Advertisement

Tesla pushes full international Model 3 launch to 2019

It's getting a grip on North American deliveries first.

Just because Tesla is delivering some Model 3 units outside the US doesn't mean it's ready for a full-scale international rollout. Elon Musk has revealed that launches for left-hand drive Model 3 variants in Asia and Europe are now expected in the first half of 2019, or months later than the the second half of 2018 target it mentioned when production began last July. And if you live in the UK or other countries where right-hand drive is the norm, you may have to wait longer -- your Model 3 is "probably" arriving in the middle of 2019, Musk said.

You may have seen this coming. Tesla has spent months overcoming production challenges, and it's only just getting to the point where its original end-of-2017 production goal (5,000 per week) is in sight. It likely wants to fulfill more of the backlog in its home market before venturing too far abroad. Electrek also suggested that Tesla is optimizing its production strategy to maximize the $7,500 federal tax credit in the US -- it likely wants to hit that magic 200,000-car threshold (where the tax break starts to phase out) before the year is over, and that means focusing second quarter production on the US rather than courting international buyers.

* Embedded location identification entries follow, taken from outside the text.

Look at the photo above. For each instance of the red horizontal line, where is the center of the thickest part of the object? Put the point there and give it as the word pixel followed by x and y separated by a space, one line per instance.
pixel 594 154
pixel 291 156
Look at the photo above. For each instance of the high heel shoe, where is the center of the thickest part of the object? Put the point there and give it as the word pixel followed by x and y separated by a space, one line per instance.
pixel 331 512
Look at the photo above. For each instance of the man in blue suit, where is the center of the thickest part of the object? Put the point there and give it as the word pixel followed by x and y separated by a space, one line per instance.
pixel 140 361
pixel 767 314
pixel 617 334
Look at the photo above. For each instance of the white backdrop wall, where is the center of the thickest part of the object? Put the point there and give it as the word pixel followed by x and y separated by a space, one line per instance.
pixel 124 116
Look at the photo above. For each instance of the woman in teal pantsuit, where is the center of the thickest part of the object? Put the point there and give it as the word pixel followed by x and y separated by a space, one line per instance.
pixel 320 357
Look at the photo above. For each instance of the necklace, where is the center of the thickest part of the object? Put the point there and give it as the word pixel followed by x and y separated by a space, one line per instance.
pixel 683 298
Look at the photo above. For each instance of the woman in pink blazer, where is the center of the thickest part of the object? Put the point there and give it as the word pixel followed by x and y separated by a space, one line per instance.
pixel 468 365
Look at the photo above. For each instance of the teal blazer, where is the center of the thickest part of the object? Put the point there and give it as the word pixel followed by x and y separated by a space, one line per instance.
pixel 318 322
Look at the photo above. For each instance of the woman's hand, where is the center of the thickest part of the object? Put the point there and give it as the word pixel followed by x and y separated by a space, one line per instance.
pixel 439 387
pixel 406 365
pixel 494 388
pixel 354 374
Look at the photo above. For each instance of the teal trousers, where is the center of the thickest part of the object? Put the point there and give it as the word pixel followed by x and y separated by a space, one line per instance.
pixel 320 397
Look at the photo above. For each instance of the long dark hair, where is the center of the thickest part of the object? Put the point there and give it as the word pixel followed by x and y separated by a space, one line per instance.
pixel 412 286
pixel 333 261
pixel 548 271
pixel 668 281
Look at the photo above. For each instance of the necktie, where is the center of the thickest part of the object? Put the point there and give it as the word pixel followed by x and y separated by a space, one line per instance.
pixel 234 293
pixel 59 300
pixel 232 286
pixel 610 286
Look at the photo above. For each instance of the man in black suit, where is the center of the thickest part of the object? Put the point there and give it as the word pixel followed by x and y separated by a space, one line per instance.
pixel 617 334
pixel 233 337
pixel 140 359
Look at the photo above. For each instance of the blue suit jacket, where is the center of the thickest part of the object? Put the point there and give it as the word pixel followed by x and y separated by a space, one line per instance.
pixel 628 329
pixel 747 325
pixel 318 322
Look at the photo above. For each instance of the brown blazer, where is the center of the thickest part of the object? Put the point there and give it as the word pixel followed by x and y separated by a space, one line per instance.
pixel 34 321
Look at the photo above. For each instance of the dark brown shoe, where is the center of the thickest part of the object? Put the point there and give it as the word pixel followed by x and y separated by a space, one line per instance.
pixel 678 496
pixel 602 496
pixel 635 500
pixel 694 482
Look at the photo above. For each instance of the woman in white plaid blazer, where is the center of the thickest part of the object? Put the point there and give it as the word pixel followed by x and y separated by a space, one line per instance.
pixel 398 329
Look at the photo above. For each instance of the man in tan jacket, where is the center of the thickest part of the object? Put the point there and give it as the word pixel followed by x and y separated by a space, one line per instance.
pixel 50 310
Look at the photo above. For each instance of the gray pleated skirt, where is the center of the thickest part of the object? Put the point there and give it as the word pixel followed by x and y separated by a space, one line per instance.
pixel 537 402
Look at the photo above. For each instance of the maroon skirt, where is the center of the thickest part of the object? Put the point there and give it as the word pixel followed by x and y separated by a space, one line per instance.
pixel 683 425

The upshot: whenever a large-scale international launch takes place, Tesla will likely have the production capacity needed to deliver cars quickly, including performance variants and the fabled $35,000 'entry' Model 3. Virtually all Model 3s shipped to date have hewed to a single configuration, and it wouldn't be very fun to both wait longer than many customers and be forced to take a car that's not quite to your liking.